Q: What do I need to know about opossums if I keep chickens?
*Medium sized, omnivorous marsupial with an appearance similar to a large rat. They are grey to silver with many sharp teeth, and their long, hairless tails are semi-prehensile.
*Up to 37 inches long (not including tail), and weighing up to 14 pounds
Found mostly in the eastern parts North America, as well as in some introduced areas in the west, especially on the coast.
An opossum that gets into your coop or run will target eggs and young chicks, but they are certainly known to kill adult chickens as well. Small bantams are especially at risk. When they kill adult chickens, they will take one or more, and leave remains quite similar to what a raccoon leaves: the body or bodies will usually be left where they were killed, rather than carried away. The birds will usually be killed by bites to the neck, and the opossums often just eat the contents of your birds' crops and occasionally some of the chest. Sometimes they will just drink the blood--ugh!--little vampires. In any case, they don't normally consume the whole bird.

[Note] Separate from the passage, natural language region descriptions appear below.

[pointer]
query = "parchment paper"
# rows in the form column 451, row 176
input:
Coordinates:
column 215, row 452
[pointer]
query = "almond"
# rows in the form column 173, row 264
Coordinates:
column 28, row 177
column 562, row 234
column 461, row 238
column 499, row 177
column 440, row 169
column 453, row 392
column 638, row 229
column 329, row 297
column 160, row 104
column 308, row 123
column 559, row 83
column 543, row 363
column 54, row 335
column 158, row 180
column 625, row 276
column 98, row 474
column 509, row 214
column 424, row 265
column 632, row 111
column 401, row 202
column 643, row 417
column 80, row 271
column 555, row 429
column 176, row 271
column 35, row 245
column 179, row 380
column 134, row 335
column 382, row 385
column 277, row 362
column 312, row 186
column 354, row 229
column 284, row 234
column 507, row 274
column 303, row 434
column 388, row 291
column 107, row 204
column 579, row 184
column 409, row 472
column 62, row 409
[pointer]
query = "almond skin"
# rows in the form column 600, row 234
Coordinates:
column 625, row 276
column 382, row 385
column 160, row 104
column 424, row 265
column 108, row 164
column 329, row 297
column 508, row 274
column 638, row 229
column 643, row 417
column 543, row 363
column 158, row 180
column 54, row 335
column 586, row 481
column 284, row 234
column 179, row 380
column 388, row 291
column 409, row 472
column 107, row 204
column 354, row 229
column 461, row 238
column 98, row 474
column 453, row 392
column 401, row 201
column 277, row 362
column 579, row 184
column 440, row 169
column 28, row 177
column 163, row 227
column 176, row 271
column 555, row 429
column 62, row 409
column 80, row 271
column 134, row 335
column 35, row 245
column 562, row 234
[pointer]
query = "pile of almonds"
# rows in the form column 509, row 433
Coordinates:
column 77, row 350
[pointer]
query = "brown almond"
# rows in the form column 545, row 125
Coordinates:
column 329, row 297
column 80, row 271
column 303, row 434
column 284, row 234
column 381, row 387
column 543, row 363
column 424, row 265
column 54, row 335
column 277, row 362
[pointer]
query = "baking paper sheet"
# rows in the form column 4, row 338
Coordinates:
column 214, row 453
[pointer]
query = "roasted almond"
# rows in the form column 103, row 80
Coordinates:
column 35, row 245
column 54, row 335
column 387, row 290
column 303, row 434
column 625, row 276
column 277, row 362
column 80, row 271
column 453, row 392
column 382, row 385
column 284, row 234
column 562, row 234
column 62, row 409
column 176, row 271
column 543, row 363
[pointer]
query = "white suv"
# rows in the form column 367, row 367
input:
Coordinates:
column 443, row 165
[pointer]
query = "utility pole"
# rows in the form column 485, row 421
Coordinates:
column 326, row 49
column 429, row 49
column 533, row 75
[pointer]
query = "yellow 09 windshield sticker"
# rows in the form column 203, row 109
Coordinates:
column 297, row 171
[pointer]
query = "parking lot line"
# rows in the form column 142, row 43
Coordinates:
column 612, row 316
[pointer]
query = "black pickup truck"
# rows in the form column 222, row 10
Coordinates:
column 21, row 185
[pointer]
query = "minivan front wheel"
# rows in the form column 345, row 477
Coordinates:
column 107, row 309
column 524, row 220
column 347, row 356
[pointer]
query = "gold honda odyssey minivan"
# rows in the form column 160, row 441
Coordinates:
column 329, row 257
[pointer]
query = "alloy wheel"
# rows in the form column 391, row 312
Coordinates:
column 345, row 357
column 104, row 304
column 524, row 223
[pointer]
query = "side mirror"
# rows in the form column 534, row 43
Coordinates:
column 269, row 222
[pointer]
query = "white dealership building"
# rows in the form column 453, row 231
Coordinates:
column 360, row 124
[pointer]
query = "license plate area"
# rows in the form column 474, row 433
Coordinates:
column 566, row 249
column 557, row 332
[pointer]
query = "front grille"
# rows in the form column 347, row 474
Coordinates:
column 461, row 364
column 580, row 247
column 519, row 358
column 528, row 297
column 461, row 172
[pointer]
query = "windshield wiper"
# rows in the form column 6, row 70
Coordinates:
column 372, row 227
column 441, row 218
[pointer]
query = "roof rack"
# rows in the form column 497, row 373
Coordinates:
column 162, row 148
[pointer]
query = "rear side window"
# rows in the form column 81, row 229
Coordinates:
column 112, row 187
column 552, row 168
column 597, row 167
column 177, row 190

Opossums are not as wily as are raccoons, and although they can climb fences and dig beneath them, opossums are not as adept at opening locks or latches. However, like raccoons, they can reach their hands through wire mesh that is too small for their whole bodies to fit. In that last case, they will pull out parts of your birds if that is all they can reach. They can also fit through very small openings for their body size.
Protecting Your Flock
First, don't attract opossums or other predators to your yard. For instance, don't leave cat food out overnight, and make sure they will not be attracted to food in wild bird feeders or any seed beneath the feeders. In dry areas or during dry periods, opossums may be attracted to sources of water in your yard, too. Don't leave anything out for them!
Opossums are unlikely to be carriers of rabies because their immune systems are quite strong. Nonetheless, it is still possible, so use caution. They respond to threats by hissing and growling with bared teeth, and they have a vicious bite. Stronger threats that cause extreme fear will sometimes trigger an involuntary reaction of feigning death or "playing possum." When this occurs, not only will an opossum lay motionless with mouth and eyes open, tongue lolling out, but it will also exude a noxious, putrid-smelling, green substance from its anus so that it even smells dead. Anecdotally, in our area, opossums seem to emerge earlier in the evening than other nocturnal predators, and they retire later in the morning.
To keep your flock safe, make sure any wire mesh on your coop is securely attached, because like other small mammals, they will try to pry it off or bend it enough that they can squeeze through. Don't use chicken wire: chicken wire is not a barrier to predators. Opossums and other predators can tear right through it like tissue paper. (Chicken wire should only be used to keep chickens in, not to keep predators out.) Ideally, use hardware cloth with a fine mesh that opossums can't reach through (use 1/2" or 1/4").